Ervang éclata de rire, sans cesser de se battre.

— On m'a dit que tu étais une machine de guerre, un combattant parfait, inaccessible à l'émotion. Mais tu m'as l'air bien susceptible, insinua Ervang en se fendant.
— Si tu le dis, bloqua Yegar, qui contra d'une série de coups de pointe au visage et aux jambes.

L'aristocrate para et recula sans presque marquer de surprise.

— Ha ha, je t'ai vexé ! Tu vois, je sais bien que tu as des sentiments, toi aussi…
— Ah bon ? Yegar voulut profiter d'une ouverture pendant que son adversaire parlait, mais ce n'était qu'une feinte et sa lame troua l'air.
— Mais si… Je crois même que je sais pour qui !

Les lames s'entrechoquèrent encore quelques instants, puis Yegar demanda :

— Et que sais-tu au juste ?
— He bien, tu as un faible pour la petite Kaja, ma nouvelle servante personnelle...

Yegor avait dû se relâcher ; la pointe d’Ervang mordit cruellement dans son épaule droite.

— Premier sang ! clama triomphalement le jeune homme, sans baisser sa garde.

La foule acclama l’exploit, et de l’argent changea de mains dans les gradins du haut. Ervang reprit en s’adressant seulement à l’homme face à lui.

— Oui, gladiateur, Kaja m’a parlé de toi. Elle dit beaucoup de choses quand je lui fais mal, et je me suis bien occupé d’elle depuis que ton patron me l’a vendue...
— Ordure, laissa échapper Yegar entre ses dents.
— Tu aboies, mais tu ne mords pas. Finalement ce duel était trop facile... laissa tomber Ervang de Deralt, dédaigneux.

Le combat était censé être terminé, mais ils se tenaient encore à quelques pas l’un de l’autre ; si Yegar attaquait sans prévenir, sans plus se soucier de contrats ni blessures propres, il pouvait encore lui percer le cœur.

Il sentit venir le voile rouge de la folie et du meurtre. Sa main se crispa sur la poignée de son arme, mais la blessure de son épaule le lança impitoyablement.

Aurai -je assez de force ? J'arrive à peine à soulever le bras…

— Alors, Boucher, tu as trouvé ton maître ?

Quelque chose dans le sourire d’Ervang, dans sa posture, l’alerta ; le voile rouge reflua, douché par l’instinct de survie.

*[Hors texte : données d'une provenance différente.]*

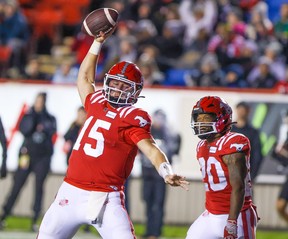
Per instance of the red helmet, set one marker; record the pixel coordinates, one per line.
(127, 73)
(217, 107)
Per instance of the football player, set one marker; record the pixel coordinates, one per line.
(103, 154)
(223, 157)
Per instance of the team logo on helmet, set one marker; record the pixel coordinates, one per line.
(142, 121)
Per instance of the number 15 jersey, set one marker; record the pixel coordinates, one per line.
(215, 172)
(104, 153)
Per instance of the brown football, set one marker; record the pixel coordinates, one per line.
(102, 19)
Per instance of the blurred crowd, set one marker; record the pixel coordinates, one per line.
(200, 43)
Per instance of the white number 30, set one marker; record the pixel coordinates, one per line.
(93, 134)
(216, 181)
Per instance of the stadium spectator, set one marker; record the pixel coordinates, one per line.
(15, 33)
(33, 72)
(197, 16)
(153, 186)
(263, 76)
(281, 152)
(281, 29)
(208, 74)
(243, 126)
(66, 73)
(38, 127)
(3, 142)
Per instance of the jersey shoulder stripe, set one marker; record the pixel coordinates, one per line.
(227, 137)
(124, 111)
(97, 97)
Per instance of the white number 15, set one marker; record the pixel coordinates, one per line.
(93, 134)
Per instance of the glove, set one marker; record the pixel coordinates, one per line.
(3, 171)
(230, 230)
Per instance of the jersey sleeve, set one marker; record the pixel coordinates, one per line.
(236, 143)
(137, 126)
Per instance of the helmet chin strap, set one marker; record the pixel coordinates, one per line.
(206, 136)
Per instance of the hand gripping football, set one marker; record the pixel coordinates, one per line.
(102, 19)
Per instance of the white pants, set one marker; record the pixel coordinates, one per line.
(211, 226)
(69, 211)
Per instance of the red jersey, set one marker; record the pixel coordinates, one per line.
(104, 153)
(215, 172)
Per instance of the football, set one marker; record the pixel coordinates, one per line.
(102, 19)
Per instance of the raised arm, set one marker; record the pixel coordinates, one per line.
(87, 70)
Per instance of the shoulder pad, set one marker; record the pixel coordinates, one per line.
(135, 116)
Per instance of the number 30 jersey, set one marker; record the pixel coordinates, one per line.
(215, 172)
(104, 153)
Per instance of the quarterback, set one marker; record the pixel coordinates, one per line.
(224, 159)
(103, 154)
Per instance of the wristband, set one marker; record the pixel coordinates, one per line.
(165, 169)
(95, 48)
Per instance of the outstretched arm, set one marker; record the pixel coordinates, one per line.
(87, 70)
(161, 163)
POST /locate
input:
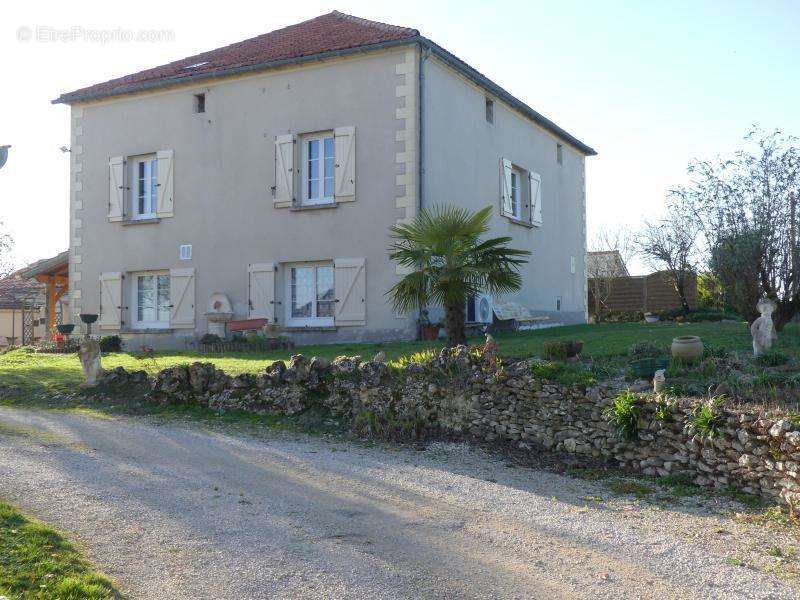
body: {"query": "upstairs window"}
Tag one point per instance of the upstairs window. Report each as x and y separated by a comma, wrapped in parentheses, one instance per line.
(151, 300)
(318, 169)
(144, 191)
(516, 194)
(199, 103)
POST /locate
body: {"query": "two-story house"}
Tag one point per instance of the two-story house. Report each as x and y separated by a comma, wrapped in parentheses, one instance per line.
(271, 170)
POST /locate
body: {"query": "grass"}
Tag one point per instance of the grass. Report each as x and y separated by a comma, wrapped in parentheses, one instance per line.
(38, 562)
(61, 372)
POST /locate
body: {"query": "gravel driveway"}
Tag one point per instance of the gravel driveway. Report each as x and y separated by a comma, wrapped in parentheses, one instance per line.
(175, 511)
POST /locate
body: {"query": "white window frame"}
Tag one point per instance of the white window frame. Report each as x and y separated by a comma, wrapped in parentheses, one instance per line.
(134, 301)
(323, 174)
(151, 197)
(517, 193)
(313, 321)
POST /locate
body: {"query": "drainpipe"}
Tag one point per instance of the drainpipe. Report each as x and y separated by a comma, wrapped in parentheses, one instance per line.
(424, 53)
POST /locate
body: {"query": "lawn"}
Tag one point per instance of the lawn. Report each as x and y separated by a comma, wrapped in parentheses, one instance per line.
(38, 562)
(38, 373)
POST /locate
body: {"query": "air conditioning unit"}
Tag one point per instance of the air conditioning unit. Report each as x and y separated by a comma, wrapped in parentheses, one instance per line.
(479, 309)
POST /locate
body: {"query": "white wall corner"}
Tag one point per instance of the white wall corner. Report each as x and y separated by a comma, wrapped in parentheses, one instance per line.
(407, 135)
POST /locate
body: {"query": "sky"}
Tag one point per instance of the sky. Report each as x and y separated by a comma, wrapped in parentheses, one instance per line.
(649, 85)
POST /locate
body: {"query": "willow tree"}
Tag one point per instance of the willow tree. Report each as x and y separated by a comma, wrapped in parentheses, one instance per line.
(448, 261)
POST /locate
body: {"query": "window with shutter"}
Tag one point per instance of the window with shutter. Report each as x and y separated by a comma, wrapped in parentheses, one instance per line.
(116, 188)
(164, 195)
(536, 197)
(345, 152)
(350, 291)
(181, 298)
(506, 197)
(284, 171)
(262, 291)
(110, 300)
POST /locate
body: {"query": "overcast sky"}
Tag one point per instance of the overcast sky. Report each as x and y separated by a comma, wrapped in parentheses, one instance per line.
(649, 85)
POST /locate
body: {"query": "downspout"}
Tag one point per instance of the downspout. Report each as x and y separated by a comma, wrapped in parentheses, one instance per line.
(424, 52)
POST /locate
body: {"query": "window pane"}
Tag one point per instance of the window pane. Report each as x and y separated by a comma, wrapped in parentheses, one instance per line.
(163, 298)
(145, 299)
(325, 292)
(329, 167)
(142, 188)
(313, 169)
(153, 186)
(302, 292)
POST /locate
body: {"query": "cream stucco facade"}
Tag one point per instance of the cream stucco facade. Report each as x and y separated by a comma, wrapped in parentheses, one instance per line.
(229, 179)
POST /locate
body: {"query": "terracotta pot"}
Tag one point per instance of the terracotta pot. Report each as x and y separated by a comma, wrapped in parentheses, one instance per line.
(687, 347)
(430, 332)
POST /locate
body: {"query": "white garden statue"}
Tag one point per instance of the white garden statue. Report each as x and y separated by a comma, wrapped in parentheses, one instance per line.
(89, 353)
(763, 329)
(659, 381)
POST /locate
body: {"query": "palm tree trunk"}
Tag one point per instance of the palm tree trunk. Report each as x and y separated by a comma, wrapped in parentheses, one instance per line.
(454, 323)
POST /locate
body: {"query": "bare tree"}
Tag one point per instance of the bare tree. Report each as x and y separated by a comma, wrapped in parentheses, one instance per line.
(670, 245)
(747, 209)
(609, 252)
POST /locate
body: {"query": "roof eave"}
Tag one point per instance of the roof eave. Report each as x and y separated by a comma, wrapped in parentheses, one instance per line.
(486, 83)
(75, 97)
(46, 266)
(450, 59)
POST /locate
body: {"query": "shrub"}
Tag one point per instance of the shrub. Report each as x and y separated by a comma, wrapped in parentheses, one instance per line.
(564, 374)
(210, 338)
(561, 350)
(772, 358)
(706, 419)
(623, 414)
(110, 343)
(647, 350)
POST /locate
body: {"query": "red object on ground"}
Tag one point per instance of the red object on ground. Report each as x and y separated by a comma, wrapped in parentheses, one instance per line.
(247, 324)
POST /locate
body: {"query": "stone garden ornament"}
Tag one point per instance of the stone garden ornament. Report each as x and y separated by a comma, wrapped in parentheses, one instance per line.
(762, 329)
(89, 353)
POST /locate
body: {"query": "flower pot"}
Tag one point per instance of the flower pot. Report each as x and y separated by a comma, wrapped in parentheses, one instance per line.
(430, 332)
(687, 347)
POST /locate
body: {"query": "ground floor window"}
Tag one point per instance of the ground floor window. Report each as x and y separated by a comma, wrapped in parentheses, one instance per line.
(151, 299)
(310, 299)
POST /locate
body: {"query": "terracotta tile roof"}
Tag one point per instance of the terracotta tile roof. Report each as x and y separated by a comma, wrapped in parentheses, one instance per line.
(15, 289)
(327, 33)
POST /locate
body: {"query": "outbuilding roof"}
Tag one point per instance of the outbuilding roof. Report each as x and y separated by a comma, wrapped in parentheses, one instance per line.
(327, 36)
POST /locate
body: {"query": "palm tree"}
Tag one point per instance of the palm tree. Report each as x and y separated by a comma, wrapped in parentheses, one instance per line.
(448, 263)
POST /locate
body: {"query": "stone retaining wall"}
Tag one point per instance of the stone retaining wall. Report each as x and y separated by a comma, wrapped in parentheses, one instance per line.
(470, 392)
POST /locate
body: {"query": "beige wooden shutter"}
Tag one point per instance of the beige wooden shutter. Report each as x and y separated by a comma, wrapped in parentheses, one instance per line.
(262, 291)
(110, 300)
(284, 171)
(116, 188)
(344, 144)
(165, 205)
(350, 285)
(536, 197)
(506, 207)
(181, 298)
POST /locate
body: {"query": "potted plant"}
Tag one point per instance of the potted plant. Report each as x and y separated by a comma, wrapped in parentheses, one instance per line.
(430, 331)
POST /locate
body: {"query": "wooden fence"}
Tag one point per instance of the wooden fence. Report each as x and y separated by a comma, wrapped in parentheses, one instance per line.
(647, 293)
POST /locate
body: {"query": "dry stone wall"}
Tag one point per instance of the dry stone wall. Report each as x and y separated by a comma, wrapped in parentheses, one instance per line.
(472, 393)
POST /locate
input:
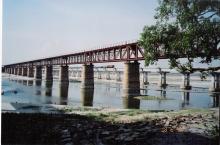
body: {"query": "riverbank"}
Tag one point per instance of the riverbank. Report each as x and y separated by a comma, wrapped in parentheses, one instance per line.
(103, 126)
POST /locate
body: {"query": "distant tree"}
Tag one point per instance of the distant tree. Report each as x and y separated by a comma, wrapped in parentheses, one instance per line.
(189, 28)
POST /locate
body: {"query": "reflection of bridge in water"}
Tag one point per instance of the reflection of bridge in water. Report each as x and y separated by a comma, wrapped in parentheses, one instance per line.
(87, 95)
(129, 53)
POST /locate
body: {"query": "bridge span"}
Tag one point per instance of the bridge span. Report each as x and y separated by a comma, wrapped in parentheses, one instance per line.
(129, 53)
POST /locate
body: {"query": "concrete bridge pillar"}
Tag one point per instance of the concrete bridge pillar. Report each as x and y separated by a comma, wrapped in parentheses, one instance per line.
(38, 72)
(162, 79)
(24, 71)
(78, 74)
(145, 77)
(16, 71)
(30, 72)
(87, 96)
(185, 98)
(99, 75)
(215, 83)
(131, 80)
(87, 76)
(130, 103)
(64, 73)
(186, 82)
(107, 75)
(49, 73)
(118, 77)
(20, 71)
(64, 89)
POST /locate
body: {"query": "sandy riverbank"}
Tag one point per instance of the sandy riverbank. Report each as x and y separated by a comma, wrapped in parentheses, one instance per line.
(57, 124)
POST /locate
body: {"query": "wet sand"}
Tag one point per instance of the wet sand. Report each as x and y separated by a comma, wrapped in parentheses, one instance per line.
(108, 126)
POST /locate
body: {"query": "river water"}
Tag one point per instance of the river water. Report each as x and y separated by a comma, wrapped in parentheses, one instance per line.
(105, 94)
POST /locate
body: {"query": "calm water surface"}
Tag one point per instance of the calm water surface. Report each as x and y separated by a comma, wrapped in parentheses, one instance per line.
(104, 95)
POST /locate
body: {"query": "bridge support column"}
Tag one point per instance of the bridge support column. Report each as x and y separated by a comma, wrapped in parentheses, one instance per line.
(24, 71)
(162, 79)
(38, 72)
(30, 71)
(145, 78)
(87, 96)
(16, 71)
(99, 75)
(131, 80)
(49, 73)
(215, 86)
(118, 77)
(107, 75)
(186, 82)
(20, 71)
(64, 73)
(87, 76)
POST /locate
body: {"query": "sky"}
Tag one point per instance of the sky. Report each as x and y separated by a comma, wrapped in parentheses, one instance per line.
(34, 29)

Il n’attend que ça. Ce fils de pute au sang bleu espère me tuer en légitime défense !

Yegar respira profondément, jeta son arme au sol et fixa son regard dans celui de son ennemi. Les hérauts proclamèrent la victoire, la foule poussa des vivats, les grilles de levèrent, et les deux hommes restaient face à face, seuls dans le cercle de la mort.

Comme toujours, le résultat du duel s’était décidé à l’extérieur de l’arène. Yegar décida d’aller y chercher justice que la fortune des armes lui refusait aujourd’hui.